Thursday, October 14, 2010

Hitchcock Month - The Man Who Knew Too Much (1934)

The Man Who Knew Too Much (1934)
Starring Leslie Banks, Edna Best, and Peter Lorre 
Directed by Alfred Hitchcock

This will be the earliest Hitchcock film I'll look at in this Hitchcock month-long fest and while it's not the worst, this one falls apart in the story department.  I'm going to save a bigger analysis for tomorrow's post when I discuss Hitchcock's 1956 remake, but the 1934 version of The Man Who Knew Too Much falters greatly in the character development area which does it quite a lot of harm.

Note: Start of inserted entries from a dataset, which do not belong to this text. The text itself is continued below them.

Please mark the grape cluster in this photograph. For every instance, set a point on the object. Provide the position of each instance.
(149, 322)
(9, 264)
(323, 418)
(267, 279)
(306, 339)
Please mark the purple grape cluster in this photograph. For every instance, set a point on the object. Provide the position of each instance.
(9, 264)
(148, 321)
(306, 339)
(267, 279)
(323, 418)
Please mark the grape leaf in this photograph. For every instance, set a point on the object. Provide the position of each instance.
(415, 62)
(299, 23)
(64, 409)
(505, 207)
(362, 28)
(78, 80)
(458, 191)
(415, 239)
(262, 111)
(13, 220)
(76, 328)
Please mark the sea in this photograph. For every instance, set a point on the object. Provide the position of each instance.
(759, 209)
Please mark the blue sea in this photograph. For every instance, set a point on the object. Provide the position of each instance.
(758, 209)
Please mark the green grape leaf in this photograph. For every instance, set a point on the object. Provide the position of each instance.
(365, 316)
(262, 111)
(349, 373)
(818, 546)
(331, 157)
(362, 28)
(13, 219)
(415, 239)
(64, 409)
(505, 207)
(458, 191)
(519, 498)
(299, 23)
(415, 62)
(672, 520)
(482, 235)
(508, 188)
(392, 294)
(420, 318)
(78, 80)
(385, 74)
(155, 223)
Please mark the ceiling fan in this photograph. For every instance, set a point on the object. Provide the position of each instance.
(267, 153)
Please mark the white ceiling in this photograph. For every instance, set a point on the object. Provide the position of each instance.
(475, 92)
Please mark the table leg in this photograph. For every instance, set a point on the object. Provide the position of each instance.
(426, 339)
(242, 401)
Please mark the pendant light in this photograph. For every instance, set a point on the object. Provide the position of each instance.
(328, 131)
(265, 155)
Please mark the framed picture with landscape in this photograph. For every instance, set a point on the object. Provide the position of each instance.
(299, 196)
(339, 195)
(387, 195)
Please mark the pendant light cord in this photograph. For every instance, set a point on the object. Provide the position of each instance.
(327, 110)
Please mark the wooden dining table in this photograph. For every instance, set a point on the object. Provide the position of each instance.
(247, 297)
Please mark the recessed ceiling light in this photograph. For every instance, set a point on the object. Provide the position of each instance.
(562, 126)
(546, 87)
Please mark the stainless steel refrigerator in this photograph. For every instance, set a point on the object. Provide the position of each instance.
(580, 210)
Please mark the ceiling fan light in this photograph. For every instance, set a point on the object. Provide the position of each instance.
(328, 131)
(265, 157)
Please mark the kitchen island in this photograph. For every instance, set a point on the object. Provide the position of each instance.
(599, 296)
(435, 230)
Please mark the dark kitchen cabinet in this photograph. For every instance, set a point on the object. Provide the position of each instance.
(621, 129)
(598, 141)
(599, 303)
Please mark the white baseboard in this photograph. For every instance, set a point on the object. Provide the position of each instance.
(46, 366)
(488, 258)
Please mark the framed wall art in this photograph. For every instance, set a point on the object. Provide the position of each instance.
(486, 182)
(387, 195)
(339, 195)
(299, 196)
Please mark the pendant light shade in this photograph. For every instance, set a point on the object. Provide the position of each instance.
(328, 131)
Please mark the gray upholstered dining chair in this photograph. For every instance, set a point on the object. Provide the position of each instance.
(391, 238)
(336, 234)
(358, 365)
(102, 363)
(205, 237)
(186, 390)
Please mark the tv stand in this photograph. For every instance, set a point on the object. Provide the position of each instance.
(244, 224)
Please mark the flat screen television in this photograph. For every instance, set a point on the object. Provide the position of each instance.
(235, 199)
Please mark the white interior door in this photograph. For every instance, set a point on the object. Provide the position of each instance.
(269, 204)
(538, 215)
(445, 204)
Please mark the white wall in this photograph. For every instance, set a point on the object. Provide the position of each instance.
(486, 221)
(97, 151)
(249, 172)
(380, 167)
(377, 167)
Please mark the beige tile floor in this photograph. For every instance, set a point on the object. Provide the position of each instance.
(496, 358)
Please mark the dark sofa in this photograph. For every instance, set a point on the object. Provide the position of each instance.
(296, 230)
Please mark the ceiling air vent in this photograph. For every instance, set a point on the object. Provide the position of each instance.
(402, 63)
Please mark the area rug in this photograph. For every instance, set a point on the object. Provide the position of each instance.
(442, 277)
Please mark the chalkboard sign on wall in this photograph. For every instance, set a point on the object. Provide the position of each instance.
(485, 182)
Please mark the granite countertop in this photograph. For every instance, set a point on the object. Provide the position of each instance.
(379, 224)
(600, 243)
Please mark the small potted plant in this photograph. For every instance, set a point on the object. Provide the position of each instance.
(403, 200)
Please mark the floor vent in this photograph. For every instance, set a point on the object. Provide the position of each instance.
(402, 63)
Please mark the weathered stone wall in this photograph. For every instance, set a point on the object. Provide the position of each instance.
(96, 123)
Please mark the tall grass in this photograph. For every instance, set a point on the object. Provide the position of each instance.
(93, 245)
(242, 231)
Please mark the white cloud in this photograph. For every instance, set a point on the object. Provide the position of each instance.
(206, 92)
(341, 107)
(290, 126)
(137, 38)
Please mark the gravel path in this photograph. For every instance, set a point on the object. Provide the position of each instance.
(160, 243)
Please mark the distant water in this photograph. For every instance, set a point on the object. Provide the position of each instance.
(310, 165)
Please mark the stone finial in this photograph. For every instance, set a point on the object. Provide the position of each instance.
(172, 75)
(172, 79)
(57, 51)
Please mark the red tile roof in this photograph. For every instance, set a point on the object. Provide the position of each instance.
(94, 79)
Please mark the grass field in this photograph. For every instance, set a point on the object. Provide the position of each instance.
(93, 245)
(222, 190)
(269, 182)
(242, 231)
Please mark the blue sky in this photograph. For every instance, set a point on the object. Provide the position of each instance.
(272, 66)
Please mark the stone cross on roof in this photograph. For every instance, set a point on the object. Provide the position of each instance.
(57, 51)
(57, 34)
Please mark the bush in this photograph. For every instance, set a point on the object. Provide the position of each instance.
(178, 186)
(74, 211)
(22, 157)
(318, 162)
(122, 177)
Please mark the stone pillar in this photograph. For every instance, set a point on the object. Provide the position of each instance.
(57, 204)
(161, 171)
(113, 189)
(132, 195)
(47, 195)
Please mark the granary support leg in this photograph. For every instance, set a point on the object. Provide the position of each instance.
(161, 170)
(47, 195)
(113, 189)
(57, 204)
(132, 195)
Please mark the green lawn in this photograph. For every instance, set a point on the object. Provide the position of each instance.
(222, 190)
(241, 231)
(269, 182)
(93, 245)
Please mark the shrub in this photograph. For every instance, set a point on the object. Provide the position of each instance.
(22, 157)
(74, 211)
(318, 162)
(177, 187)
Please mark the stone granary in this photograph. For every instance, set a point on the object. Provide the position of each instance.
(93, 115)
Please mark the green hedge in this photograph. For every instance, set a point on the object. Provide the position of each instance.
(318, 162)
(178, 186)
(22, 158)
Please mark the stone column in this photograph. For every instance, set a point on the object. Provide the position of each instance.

The plot is fairly simple (as it is in the remake).  A British couple and their daughter are vacationing in St. Moritz, Switzerland, when they witness their good friend (who unbeknown t them is a British secret agent) get shot in the ballroom of their hotel.  Before he dies, he whispers to the husband that he must pass on information to the British government about an assassination attempt against a European prime minister.  Before the couple can even make it back to England, their daughter is kidnapped.  They are told that if they reveal any information their dead friend told them, their daughter will be killed.

The premise is fine and dandy and, at moments, the execution by Hitch is decent (there's a particularly tense sequence set in a concert hall during the assassination attempt), but the real problem lies in the characters.  Here we have a father (played almost jokingly by Leslie Banks) who is chasing after his daughter's captors.  When he finally catches up with them, they easily capture him and he decides that he's just going to sit around with them and literally break bread and have dinner with the blokes.  I kept waiting for him to go all Liam Neeson in Taken on these guys, but instead, he simply chuckles and has a good laugh.  While the mother fares a bit better, there's never a sense of urgency or fear in either of these characters and, considering their situation, there should have been a lot.

This lack of "realness" in the characters (which also includes a silly and unfortunately "unscary" turn from Peter Lorre as the lead kidnapper) really does significant damage to the story.

As you'll discover in tomorrow's discussion, Hitch certainly learned his lesson when he crafted his remake of this pic some twenty years later.